The second part of Streamer's account describes how he heard the mewing of cats outside his window and his search for a way to gain the ability to understand the language of cats. He consults a "book of secrets" which had been attributed to the thirteenth-century philosopher Albertus Magnus, and finds there a recipe to understand birds. Streamer modifies this recipe and acquires various animal organs and body parts, including those of a hedgehog, fox, rabbit, kite, and cat. He combines these into various kinds of food and drink, and after consuming them, attains his goal.

The third portion of the work constitutes its own frame story. Streamer overhears the group of cats speaking outside his window. They have gathered to consume decaying remains of dismembered body parts of executed traitors, which have been affixed above the city gate adjacent to Streamer's lodging. In fact, the cats constitute a feline tribunal, which Streamer overhears as it is in the process of trying a case against the cat Mouseslayer, who is alleged to have violated certain feline promiscuity laws. Streamer overhears Mouseslayer's monologue to the cat-court, in which she defends her conduct and gives an account of her life's story. It is this point in his book where Baldwin includes his harshest anti-Catholic satire. Internal references reveal that Mouseslayer's account takes place between the first half of 1549 and May 1551. During this time, Protestant reformers brought change to England's religious laws, but some resisted these efforts, at least according to this satire. Mouseslayer tells how she had witnessed forbidden Catholic rituals; her story incorporates the ribald humor associated with the medieval genre of fabliaux (John N. King, Voices of the English Reformation (2004), p. 152.)

After Streamer completes his "oration", the narrative returns to Baldwin and the others at the royal court.
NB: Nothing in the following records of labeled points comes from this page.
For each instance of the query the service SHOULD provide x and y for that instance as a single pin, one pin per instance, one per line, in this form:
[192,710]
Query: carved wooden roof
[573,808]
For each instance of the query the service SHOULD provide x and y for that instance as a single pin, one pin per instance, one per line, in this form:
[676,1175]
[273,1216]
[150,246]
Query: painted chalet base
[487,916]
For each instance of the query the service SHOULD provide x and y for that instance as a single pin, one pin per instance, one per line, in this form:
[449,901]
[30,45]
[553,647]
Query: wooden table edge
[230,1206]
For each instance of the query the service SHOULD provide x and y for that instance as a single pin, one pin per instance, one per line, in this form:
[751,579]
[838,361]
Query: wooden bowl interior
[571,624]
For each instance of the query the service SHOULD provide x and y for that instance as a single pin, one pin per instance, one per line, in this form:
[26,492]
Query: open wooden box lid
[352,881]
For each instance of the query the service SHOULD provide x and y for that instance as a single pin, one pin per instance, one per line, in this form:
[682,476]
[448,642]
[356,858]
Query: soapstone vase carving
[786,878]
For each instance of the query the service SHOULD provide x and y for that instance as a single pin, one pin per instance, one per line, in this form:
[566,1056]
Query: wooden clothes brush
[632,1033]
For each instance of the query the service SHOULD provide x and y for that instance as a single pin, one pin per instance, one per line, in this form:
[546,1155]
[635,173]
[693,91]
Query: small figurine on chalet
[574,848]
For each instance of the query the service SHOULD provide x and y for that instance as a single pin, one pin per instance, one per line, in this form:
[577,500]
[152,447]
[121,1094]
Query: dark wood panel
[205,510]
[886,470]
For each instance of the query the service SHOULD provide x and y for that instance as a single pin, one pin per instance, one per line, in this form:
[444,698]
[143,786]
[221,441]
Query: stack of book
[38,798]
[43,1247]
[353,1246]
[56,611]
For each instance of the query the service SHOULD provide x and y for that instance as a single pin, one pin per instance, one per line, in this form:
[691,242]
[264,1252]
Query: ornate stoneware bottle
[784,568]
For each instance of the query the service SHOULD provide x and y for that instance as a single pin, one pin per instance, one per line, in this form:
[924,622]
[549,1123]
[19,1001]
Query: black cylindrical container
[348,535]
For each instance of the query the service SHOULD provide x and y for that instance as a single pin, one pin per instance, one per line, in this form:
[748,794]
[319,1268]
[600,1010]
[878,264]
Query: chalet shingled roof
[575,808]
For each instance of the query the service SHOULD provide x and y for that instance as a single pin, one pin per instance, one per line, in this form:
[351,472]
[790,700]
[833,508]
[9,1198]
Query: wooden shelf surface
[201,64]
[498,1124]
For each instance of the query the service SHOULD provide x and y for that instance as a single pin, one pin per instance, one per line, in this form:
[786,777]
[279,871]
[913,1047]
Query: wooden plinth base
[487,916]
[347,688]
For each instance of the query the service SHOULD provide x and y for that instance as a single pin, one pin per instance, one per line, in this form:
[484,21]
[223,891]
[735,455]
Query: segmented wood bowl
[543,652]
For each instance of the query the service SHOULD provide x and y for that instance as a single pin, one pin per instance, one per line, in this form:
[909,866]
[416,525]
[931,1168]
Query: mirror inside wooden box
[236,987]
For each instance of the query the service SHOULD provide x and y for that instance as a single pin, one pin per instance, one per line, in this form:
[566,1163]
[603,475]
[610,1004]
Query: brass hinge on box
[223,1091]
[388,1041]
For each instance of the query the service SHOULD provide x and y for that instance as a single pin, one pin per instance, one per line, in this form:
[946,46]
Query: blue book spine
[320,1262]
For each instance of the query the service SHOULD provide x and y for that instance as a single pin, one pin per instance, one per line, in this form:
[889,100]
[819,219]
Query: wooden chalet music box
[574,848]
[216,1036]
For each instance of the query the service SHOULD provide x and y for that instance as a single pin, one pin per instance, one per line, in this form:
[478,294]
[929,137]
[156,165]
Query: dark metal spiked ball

The author-narrator delivers his "moral", a warning to "beware the cat," since cats can witness what happens behind closed doors.

Baldwin's use of dialogue is advanced for his time, the characters are clearly drawn, and the description of Tudor London is vivid. As a satire, the book is effective in criticizing religious practices which were out of favor during Edward's reign. The work also criticizes ostentatious and pompous forms of knowledge which are not based in fact. The 1584 edition of the text included a poem entitled 'T.K To the Reader' which underscores the anti-Catholic sentiment. The work is important for its sophisticated use of layered narration, its multiple narrators, and its satirical deployment of logic grounded in hearsay.

==Adaptations==
An abridged and rewritten version in modern English by David Haden, was published in his Tales of Lovecraftian Cats (2010) along with Haden's adaptations of public domain horror stories by other authors.

A one-hour performance of Beware the Cat was performed by the Royal Shakespeare Company at The Other Place, Stratford-upon-Avon, in 2019. It was brought to life by researchers at the University of Sheffield, Sheffield Hallam and Sussex, and included artwork by Penny McCarthy. Royal Shakespeare Company Stage Adaptation (RSC article), Royal Shakespeare Company Stage Adaptation (Guardian Newspaper)

An adaptation of Beware the Cat was performed by Beyond Shakespeare during their 2023 Winter Revels at The White Bear Theatre, Kennington. Adapted and performed by Robert Crighton, it was recorded for future release on the Beyond podcast.